De leur côté, de nombreuses banques centrales mondiales expérimentent la possibilité de baser leurs propres monnaies fiduciaires sur le même modèle que les stablecoins. Ainsi, la Chine avec le crypto-yuan, la Suède avec l'e-krona ou la Corée du Sud avec le crypt-won réfléchissent au lancement d'une monnaie digitale. En octobre 2020, l'archipel des Bahamas a été ainsi le premier pays à déployer sa monnaie numérique de Banque centrale (ou Central bank digital currency (CBDC)) baptisée le " sand dollar ". De son côté, la Banque de France a lancé en mai 2020 un appel à candidature pour des expérimentations de monnaie digitale de banque centrale (MDBC) dans les règlements interbancaires.

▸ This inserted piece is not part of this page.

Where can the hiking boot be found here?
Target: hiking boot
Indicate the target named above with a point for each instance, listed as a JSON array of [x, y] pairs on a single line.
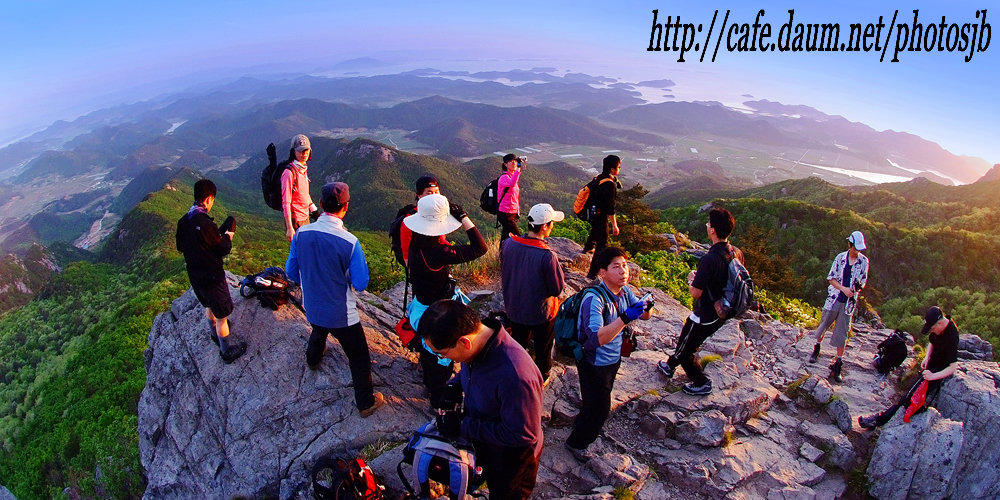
[[234, 352], [867, 422], [666, 368], [815, 355], [379, 401], [583, 455], [835, 371], [698, 390]]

Ces nombreuses initiatives ont notamment été déployées en réaction à l'annonce du géant Facebook qui avait annoncé le lancement de sa propre cryptomonnaie le diem (anciennement baptisé libra), comme une nouvelle monnaie universelle adossée à un panier de monnaies fiduciaires et qui permettrait d'échanger de la valeur avec les utilisateurs du réseau Facebook.

Si le sujet des cryptomonnaies est en plein effervescence, cela reste encore anecdotique sur les places financières. Ainsi, la Nouvelle-Zélande, devenu le premier pays à autoriser le paiement des salaires en bitcoins, le 1er septembre 2019 demeure très largement une exception.